By: Joshua Rosenberg, Esq. June 19, 2024 no comments

Exploring Alternatives to Guardianship

When caring for an elderly family member, one of the most crucial decisions involves how to manage their affairs if they become incapacitated. Many people don’t know where to start planning for this situation, and many others wait until it is too late.

Many people think guardianship is the only option, but planning ahead allows for better alternatives. Having a Power of Attorney (POA) and Designation of Health Care Surrogate (HCS) can avoid the need for court involvement when caring for a loved one. Let’s look at the difference between guardianship and a POA/HCS.

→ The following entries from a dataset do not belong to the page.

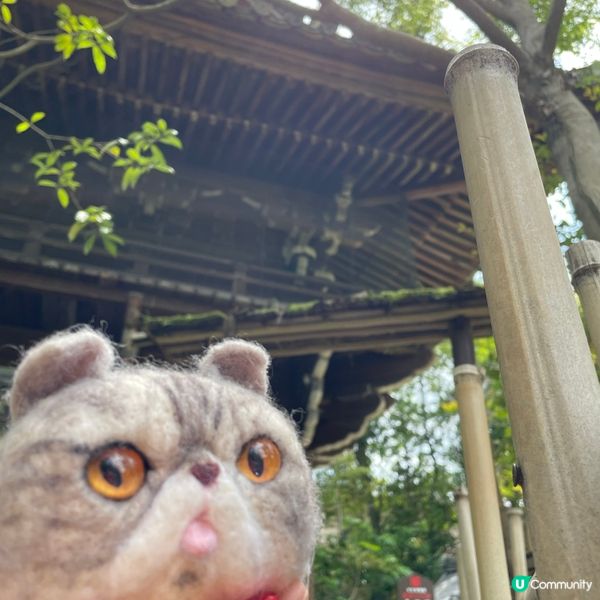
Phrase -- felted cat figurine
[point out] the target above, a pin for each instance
(145, 483)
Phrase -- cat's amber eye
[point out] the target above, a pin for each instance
(116, 472)
(260, 460)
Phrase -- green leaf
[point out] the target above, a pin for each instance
(63, 197)
(109, 49)
(117, 239)
(89, 244)
(172, 141)
(110, 245)
(63, 11)
(75, 230)
(23, 126)
(6, 14)
(99, 59)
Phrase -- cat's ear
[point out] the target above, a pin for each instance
(245, 363)
(57, 362)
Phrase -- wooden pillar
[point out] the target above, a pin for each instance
(584, 264)
(551, 388)
(467, 546)
(463, 584)
(518, 549)
(479, 466)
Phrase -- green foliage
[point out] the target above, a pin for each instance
(145, 155)
(388, 505)
(102, 226)
(5, 12)
(58, 167)
(80, 32)
(27, 123)
(579, 20)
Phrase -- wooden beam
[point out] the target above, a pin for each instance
(316, 61)
(411, 195)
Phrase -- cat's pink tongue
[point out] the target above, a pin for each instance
(199, 537)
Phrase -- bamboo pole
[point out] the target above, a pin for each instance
(485, 509)
(584, 264)
(551, 388)
(479, 465)
(463, 584)
(467, 545)
(518, 550)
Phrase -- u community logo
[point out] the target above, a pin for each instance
(521, 583)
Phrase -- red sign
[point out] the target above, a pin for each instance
(415, 587)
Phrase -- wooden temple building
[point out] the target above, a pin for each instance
(318, 205)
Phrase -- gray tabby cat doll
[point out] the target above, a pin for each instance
(144, 483)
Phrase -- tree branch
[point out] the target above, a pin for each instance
(480, 17)
(11, 111)
(553, 27)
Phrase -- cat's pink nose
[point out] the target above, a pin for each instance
(206, 473)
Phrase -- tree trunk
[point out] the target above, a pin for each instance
(574, 139)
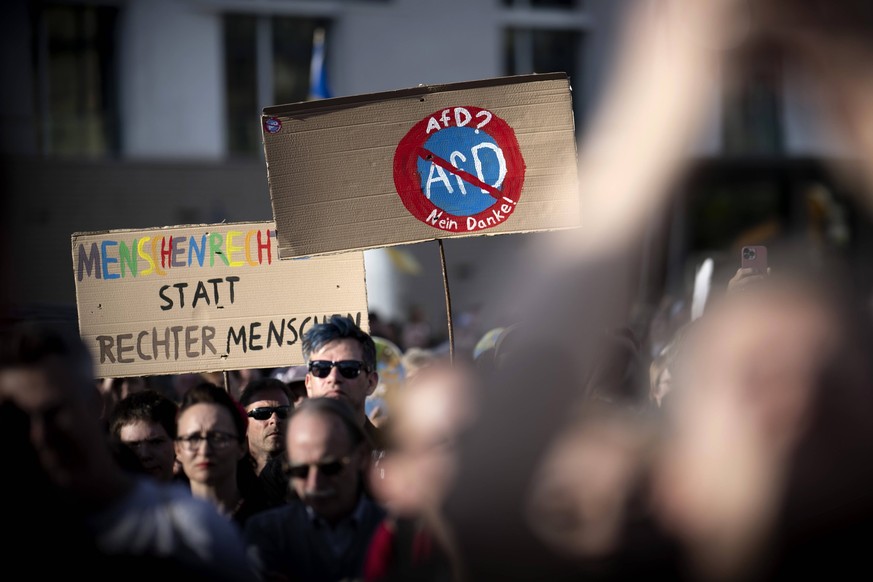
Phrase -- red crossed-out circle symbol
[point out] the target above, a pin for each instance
(413, 148)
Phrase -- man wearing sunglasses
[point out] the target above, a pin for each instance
(341, 358)
(324, 534)
(267, 405)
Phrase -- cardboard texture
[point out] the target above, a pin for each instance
(481, 158)
(204, 298)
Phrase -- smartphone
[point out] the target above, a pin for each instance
(754, 257)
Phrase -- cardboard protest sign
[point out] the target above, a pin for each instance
(204, 298)
(466, 159)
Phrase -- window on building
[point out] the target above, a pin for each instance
(753, 107)
(546, 36)
(528, 51)
(545, 3)
(77, 92)
(267, 62)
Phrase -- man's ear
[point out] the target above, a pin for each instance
(374, 381)
(362, 456)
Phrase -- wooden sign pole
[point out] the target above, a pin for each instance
(448, 301)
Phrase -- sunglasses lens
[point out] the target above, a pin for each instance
(320, 369)
(299, 472)
(330, 469)
(349, 369)
(266, 412)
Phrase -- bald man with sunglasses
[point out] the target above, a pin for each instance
(341, 359)
(267, 403)
(323, 534)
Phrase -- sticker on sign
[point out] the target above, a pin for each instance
(460, 170)
(495, 156)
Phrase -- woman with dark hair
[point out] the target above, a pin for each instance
(211, 445)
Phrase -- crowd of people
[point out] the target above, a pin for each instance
(571, 443)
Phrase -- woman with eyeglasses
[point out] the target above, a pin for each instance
(211, 445)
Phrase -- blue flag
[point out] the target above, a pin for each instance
(318, 87)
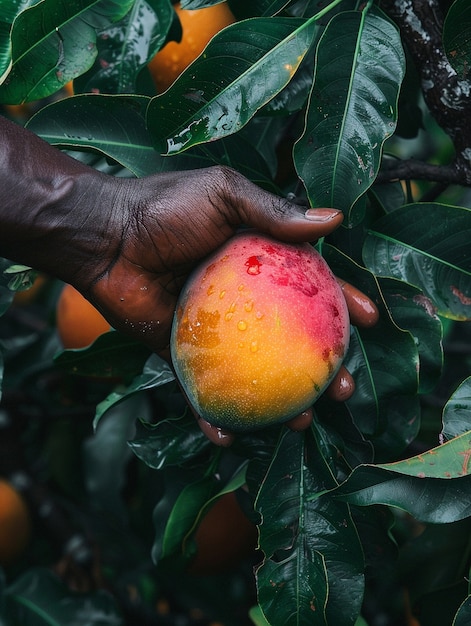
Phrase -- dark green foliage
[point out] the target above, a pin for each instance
(304, 98)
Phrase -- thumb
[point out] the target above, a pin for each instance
(275, 215)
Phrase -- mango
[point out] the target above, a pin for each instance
(260, 329)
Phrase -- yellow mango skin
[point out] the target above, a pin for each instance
(259, 331)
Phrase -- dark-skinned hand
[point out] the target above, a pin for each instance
(129, 244)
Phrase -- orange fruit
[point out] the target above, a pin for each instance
(224, 537)
(198, 27)
(15, 523)
(78, 321)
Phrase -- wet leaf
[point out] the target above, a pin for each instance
(111, 355)
(426, 245)
(52, 44)
(457, 37)
(114, 126)
(413, 311)
(384, 362)
(39, 597)
(125, 48)
(310, 544)
(463, 616)
(169, 442)
(111, 125)
(216, 95)
(432, 486)
(156, 372)
(187, 498)
(353, 107)
(457, 411)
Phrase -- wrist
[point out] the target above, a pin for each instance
(56, 213)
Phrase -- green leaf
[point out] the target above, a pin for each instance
(463, 616)
(111, 125)
(353, 108)
(310, 545)
(114, 126)
(156, 372)
(169, 442)
(9, 10)
(432, 486)
(384, 362)
(106, 458)
(125, 48)
(6, 294)
(414, 312)
(457, 37)
(53, 43)
(457, 411)
(188, 497)
(39, 597)
(111, 355)
(426, 245)
(215, 95)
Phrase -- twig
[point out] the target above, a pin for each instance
(446, 94)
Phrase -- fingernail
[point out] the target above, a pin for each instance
(321, 215)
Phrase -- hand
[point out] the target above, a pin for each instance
(129, 244)
(175, 221)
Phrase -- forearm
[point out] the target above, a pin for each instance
(54, 211)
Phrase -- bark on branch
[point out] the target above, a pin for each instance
(447, 95)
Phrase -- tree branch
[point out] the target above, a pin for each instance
(446, 94)
(411, 169)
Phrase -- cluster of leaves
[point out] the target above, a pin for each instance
(321, 80)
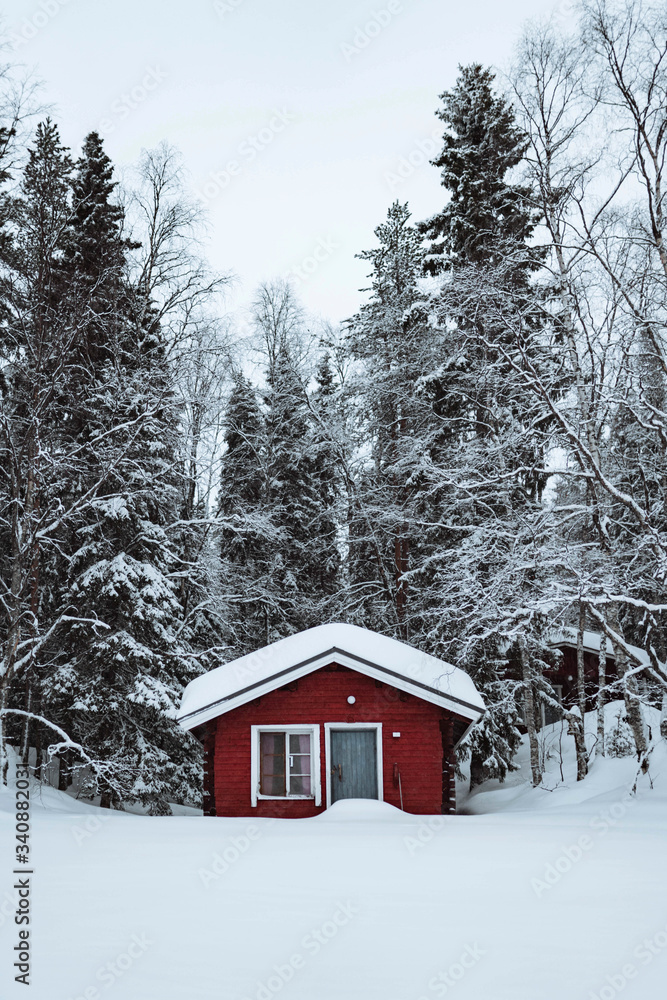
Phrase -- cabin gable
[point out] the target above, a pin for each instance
(416, 740)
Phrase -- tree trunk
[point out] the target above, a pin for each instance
(602, 680)
(633, 708)
(581, 667)
(529, 703)
(575, 728)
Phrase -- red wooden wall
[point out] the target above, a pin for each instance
(322, 697)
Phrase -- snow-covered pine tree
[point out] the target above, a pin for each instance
(487, 460)
(247, 532)
(391, 339)
(279, 488)
(36, 341)
(117, 685)
(487, 215)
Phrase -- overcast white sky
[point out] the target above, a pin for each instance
(314, 104)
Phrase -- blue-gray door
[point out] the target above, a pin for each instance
(353, 764)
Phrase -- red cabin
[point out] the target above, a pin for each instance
(331, 713)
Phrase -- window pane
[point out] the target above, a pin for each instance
(299, 764)
(272, 743)
(300, 743)
(272, 763)
(300, 785)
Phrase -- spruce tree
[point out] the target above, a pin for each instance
(117, 684)
(391, 338)
(247, 533)
(487, 215)
(486, 474)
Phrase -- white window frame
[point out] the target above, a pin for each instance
(313, 730)
(377, 726)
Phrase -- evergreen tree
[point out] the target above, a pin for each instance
(35, 345)
(487, 215)
(116, 685)
(247, 533)
(392, 339)
(486, 473)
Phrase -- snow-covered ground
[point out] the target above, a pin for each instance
(529, 895)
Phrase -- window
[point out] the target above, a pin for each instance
(285, 762)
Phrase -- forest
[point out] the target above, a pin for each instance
(475, 458)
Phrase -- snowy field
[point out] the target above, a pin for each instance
(530, 895)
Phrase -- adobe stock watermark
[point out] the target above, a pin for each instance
(246, 151)
(365, 33)
(421, 154)
(645, 953)
(130, 100)
(574, 853)
(223, 860)
(321, 252)
(31, 26)
(312, 944)
(441, 984)
(109, 973)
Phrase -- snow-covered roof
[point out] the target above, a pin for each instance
(568, 637)
(370, 653)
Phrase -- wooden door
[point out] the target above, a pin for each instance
(353, 764)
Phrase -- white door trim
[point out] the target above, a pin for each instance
(377, 726)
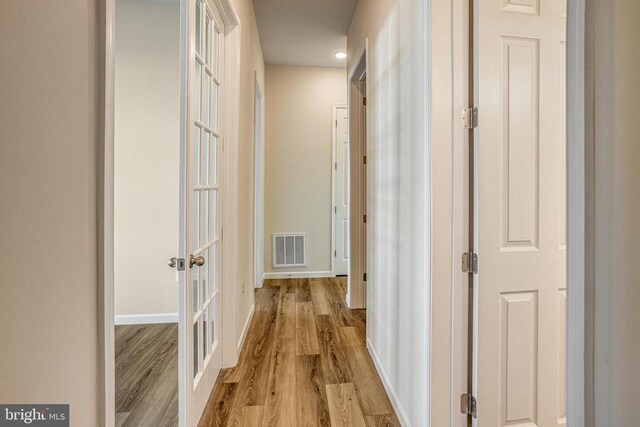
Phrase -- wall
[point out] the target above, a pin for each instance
(251, 69)
(147, 147)
(398, 214)
(298, 147)
(617, 209)
(48, 254)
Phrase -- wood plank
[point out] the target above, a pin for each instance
(303, 294)
(219, 407)
(334, 363)
(146, 374)
(320, 296)
(251, 416)
(280, 404)
(311, 398)
(306, 332)
(344, 408)
(370, 391)
(386, 420)
(350, 337)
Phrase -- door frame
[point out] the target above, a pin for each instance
(334, 185)
(258, 184)
(356, 293)
(448, 41)
(105, 64)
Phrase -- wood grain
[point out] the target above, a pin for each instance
(146, 375)
(386, 420)
(302, 342)
(306, 332)
(312, 408)
(343, 406)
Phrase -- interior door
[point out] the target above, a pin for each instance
(203, 208)
(521, 213)
(341, 255)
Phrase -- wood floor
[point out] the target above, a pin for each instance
(147, 375)
(303, 363)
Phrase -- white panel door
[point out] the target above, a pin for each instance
(521, 213)
(341, 211)
(203, 208)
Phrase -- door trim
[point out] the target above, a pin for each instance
(334, 184)
(356, 295)
(105, 193)
(258, 184)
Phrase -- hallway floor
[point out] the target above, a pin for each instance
(147, 375)
(303, 363)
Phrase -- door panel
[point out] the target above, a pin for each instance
(520, 224)
(203, 207)
(342, 193)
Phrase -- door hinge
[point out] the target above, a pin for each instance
(177, 263)
(470, 262)
(468, 405)
(470, 117)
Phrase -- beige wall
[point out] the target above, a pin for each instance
(48, 256)
(147, 147)
(398, 215)
(617, 212)
(298, 147)
(251, 69)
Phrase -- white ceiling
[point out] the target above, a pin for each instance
(304, 32)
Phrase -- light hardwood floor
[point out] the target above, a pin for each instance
(303, 363)
(147, 375)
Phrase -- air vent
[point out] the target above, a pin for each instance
(289, 250)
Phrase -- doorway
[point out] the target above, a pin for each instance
(358, 163)
(517, 254)
(258, 139)
(146, 213)
(340, 191)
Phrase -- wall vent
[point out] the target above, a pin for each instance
(289, 250)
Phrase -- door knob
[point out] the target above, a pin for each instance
(199, 261)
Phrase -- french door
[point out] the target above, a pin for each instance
(202, 214)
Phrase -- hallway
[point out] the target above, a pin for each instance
(304, 362)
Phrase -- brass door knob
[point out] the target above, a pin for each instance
(199, 261)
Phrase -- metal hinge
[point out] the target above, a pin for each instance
(470, 117)
(177, 263)
(470, 262)
(468, 405)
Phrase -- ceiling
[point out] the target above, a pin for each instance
(304, 32)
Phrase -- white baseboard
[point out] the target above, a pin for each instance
(296, 275)
(246, 328)
(402, 416)
(146, 319)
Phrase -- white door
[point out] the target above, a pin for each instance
(341, 209)
(521, 213)
(202, 237)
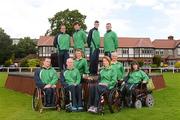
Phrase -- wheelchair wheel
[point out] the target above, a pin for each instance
(115, 101)
(149, 101)
(62, 98)
(138, 104)
(36, 100)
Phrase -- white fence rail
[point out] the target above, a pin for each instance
(31, 69)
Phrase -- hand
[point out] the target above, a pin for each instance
(53, 86)
(47, 86)
(105, 84)
(144, 81)
(123, 83)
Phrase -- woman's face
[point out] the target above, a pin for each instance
(114, 58)
(78, 55)
(135, 67)
(105, 63)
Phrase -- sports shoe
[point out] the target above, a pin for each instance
(91, 108)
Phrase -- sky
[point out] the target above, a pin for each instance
(156, 19)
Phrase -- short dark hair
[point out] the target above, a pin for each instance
(108, 24)
(76, 23)
(108, 59)
(96, 21)
(62, 25)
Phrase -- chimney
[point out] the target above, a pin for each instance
(170, 37)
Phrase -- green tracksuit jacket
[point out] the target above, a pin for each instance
(137, 76)
(72, 76)
(119, 69)
(82, 66)
(110, 41)
(108, 76)
(79, 38)
(48, 76)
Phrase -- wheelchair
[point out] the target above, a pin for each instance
(112, 98)
(39, 100)
(141, 96)
(65, 99)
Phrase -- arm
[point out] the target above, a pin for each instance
(37, 79)
(115, 38)
(54, 78)
(84, 37)
(122, 71)
(78, 77)
(113, 78)
(55, 43)
(86, 68)
(89, 38)
(144, 76)
(62, 79)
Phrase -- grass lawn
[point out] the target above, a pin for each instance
(17, 106)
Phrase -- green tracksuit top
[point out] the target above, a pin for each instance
(48, 76)
(119, 69)
(79, 38)
(110, 41)
(72, 76)
(137, 76)
(96, 39)
(63, 41)
(82, 66)
(108, 76)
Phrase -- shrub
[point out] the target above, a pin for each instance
(177, 64)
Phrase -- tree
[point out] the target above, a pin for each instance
(5, 46)
(25, 47)
(157, 60)
(67, 18)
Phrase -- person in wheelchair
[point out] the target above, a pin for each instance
(46, 79)
(134, 78)
(107, 81)
(118, 66)
(81, 63)
(71, 80)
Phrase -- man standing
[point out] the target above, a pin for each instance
(46, 79)
(79, 37)
(93, 41)
(71, 80)
(110, 41)
(62, 43)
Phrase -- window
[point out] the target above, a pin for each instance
(170, 52)
(178, 51)
(125, 51)
(161, 52)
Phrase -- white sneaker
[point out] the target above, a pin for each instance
(90, 108)
(94, 110)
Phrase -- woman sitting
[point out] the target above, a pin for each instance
(134, 78)
(107, 81)
(81, 63)
(71, 79)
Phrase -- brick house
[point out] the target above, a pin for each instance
(130, 48)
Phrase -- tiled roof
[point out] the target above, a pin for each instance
(165, 43)
(123, 41)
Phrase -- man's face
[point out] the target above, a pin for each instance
(108, 27)
(96, 25)
(47, 63)
(76, 27)
(70, 63)
(63, 29)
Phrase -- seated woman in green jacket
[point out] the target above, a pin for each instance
(71, 79)
(46, 79)
(134, 78)
(81, 63)
(107, 81)
(118, 66)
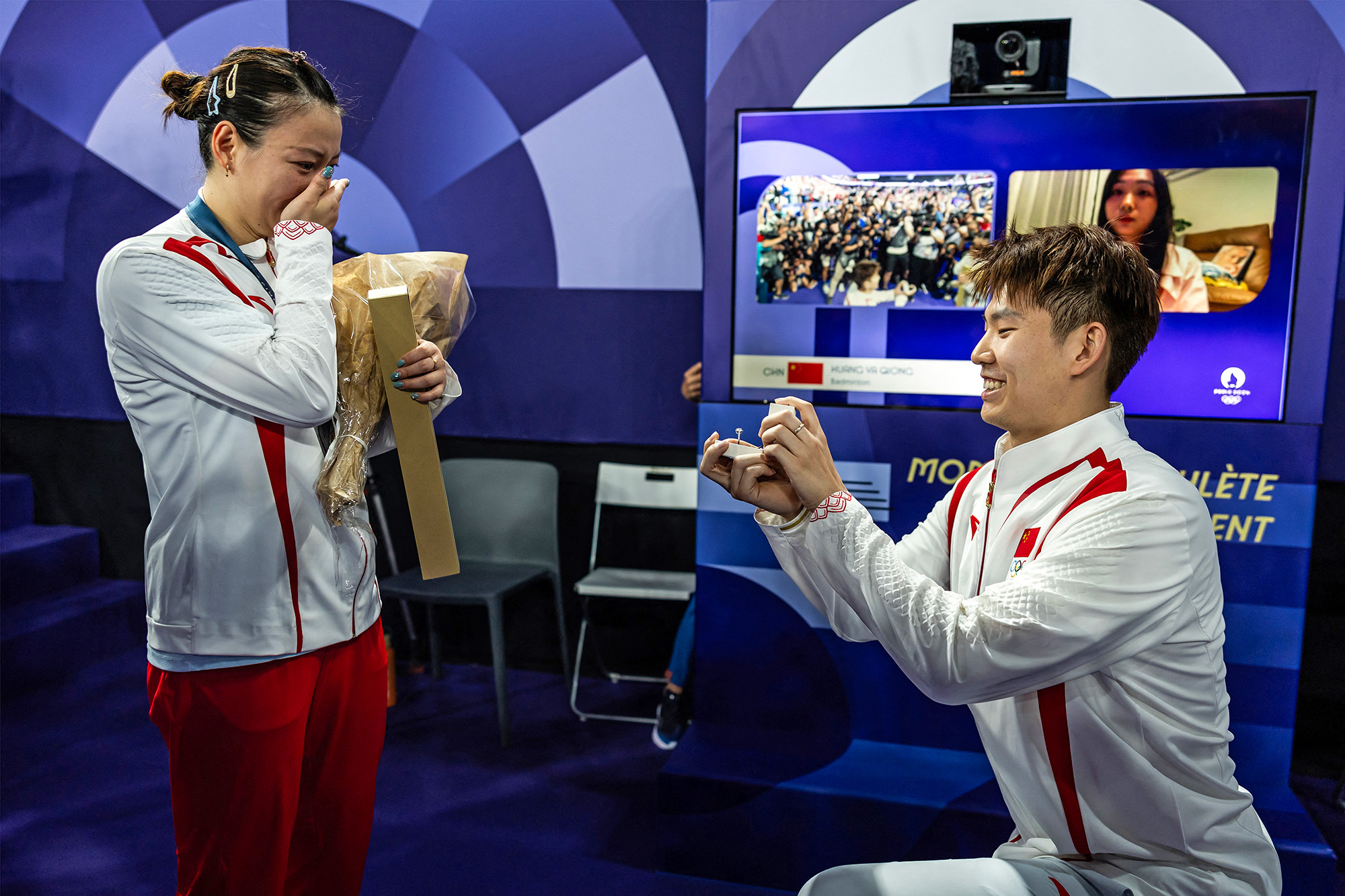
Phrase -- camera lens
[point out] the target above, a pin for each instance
(1011, 45)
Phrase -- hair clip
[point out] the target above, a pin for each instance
(213, 99)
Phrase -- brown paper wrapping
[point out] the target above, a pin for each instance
(442, 307)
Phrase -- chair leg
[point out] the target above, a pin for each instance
(496, 610)
(575, 677)
(436, 662)
(560, 620)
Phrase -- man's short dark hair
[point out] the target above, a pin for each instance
(1079, 275)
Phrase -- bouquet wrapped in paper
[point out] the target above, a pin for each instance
(442, 306)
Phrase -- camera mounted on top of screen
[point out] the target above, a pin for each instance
(1005, 63)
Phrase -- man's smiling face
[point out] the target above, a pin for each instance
(1026, 372)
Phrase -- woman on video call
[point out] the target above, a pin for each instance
(1139, 209)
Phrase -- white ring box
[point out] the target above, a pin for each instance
(736, 450)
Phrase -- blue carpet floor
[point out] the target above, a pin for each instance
(568, 809)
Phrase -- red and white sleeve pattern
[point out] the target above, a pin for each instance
(297, 229)
(836, 503)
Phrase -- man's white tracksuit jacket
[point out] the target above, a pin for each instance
(1070, 594)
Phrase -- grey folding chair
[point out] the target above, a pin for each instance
(505, 525)
(631, 486)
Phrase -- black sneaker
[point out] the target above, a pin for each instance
(670, 724)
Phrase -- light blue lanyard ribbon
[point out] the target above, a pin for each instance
(206, 220)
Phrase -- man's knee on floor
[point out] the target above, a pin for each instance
(844, 880)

Guardianship is where a court appoints someone (the guardian) to make decisions for another person (the ward) who can’t make their own decisions. While guardianship ensures the ward’s needs are met, it also involves a loss of personal autonomy, requires a lot of court oversight, and can be costly. A POA and HCS, on the other hand, are legal documents that allow one person (the principal) to appoint another person (the agent or surrogate) to make decisions on their behalf. This can cover financial, medical, and personal affairs and is typically set up before the principal becomes incapacitated.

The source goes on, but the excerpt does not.